Local firm builds on track record of cultivating Davis talent

Continuing its quest to nurture home-grown talent, Davis-based firm The Centaur Group has trained UC Davis students as interns and staff who have moved on to area nonprofits, local advocacy efforts and now political races.

Founded in 2011 as a partnership between Kari Fry and Kemble Pope and established as an LLC in 2012, The Centaur Group has offices in downtown Davis. Fry is the managing partner of the full-service consulting firm, which assists clients with branding, digital and traditional media, and information systems. Pope, who has since gone on to serve as executive director of the Davis Chamber of Commerce, remains a silent partner.

“We established the firm to provide professional support to the many individuals and organizations working to make Davis, Yolo County and the Sacramento region an even better place to live — but we also realized that very same effort could start with us,” Fry said.

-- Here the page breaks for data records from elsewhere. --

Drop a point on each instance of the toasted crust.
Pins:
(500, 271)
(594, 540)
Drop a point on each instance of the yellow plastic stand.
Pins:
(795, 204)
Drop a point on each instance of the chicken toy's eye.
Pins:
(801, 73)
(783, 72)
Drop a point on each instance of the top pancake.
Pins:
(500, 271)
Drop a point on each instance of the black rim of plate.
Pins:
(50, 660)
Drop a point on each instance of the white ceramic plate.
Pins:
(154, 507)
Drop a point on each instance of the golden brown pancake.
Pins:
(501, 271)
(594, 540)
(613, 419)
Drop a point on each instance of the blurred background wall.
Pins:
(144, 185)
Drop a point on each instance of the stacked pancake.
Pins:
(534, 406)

“That’s why we’ve made a point of hiring UC Davis students and graduates, keeping that talent and energy local, sharing with them what we know, and then encouraging them to pursue their own business careers and public service, often within the region.”

Laura McCollough, who for the past two years has served as a research fellow at TCG, is moving on to serve as deputy campaign manager for Davis Mayor Pro Tem Dan Wolk’s 2014 campaign for Assembly. She joined the firm as an undergraduate intern in 2011 and assisted with numerous projects, including support for the Yes on Measure E (school parcel tax) campaign.

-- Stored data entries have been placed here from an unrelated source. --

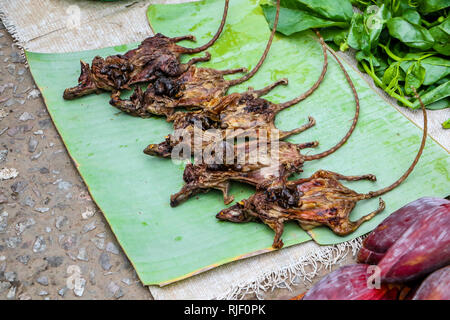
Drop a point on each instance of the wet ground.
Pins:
(54, 243)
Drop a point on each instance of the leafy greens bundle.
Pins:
(399, 43)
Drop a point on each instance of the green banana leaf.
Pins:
(167, 244)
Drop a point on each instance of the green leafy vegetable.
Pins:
(446, 124)
(441, 35)
(413, 35)
(436, 94)
(292, 21)
(399, 43)
(428, 6)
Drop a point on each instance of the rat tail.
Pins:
(216, 36)
(355, 118)
(317, 83)
(411, 168)
(264, 56)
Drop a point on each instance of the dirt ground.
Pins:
(54, 242)
(51, 233)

After graduating from UCD in 2012, McCollough continued as a consultant for TCG to work on the Yes on Measure I (Clean Water for Davis) campaign and as a project manager for several technology implementations for TCG clients.

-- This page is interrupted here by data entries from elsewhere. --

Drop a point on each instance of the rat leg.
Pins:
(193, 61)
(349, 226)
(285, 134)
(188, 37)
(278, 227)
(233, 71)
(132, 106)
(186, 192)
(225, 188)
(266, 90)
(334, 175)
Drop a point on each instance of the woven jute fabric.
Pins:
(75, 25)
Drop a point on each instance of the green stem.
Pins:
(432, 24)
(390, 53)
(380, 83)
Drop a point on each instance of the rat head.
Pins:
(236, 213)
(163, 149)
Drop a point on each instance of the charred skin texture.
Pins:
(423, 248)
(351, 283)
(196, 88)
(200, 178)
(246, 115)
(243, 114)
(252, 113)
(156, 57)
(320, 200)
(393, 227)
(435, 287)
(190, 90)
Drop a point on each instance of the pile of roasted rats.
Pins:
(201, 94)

“It’s hard to attend UC Davis and not grow to love this community, which is why I’ve both appreciated my time at The Centaur Group and am excited about this new opportunity,” McCollough said. “The firm provided a great place to learn and I am eager to use those skills in a new setting.”

McCollough is one of several success stories of UCD students who have gained professional experience at TCG. Brooke Carpenter left the firm last year to serve as a deputy campaign manager in a hard-fought San Francisco Board of Supervisors race and now works with Bay Area Safe Alternatives. Emily Paciolla left this year to work with the National Wildlife Refuge Association.

The firm has three other UCD graduates on staff: Neil Ruud, creative director; Zac Maybury, director of technology; and Catherine Hawe, who serves as a consultant while also attending the McGeorge School of Law. Also on staff is Sam Ngeru, a program director who is finishing his senior year at UCD.

The Centaur Group cultivates campaign, communications, project management and technology implementation skills for pro bono community benefit, including support of school parcel tax campaigns, Yolo County Supervisor Don Saylor’s “Soup’s On” events and the Senior Citizens of Davis Inc.

Those skills are then leveraged to support paying clients like Yolo Farm to Fork’s Tour de Cluck, Dan Maguire’s campaign for Yolo Superior Court judge and the Yolo Food Bank. The TCG client roster also includes the Vacaville Chamber of Commerce, the Crepeville Inc. group of restaurants and John Natsoulas Gallery.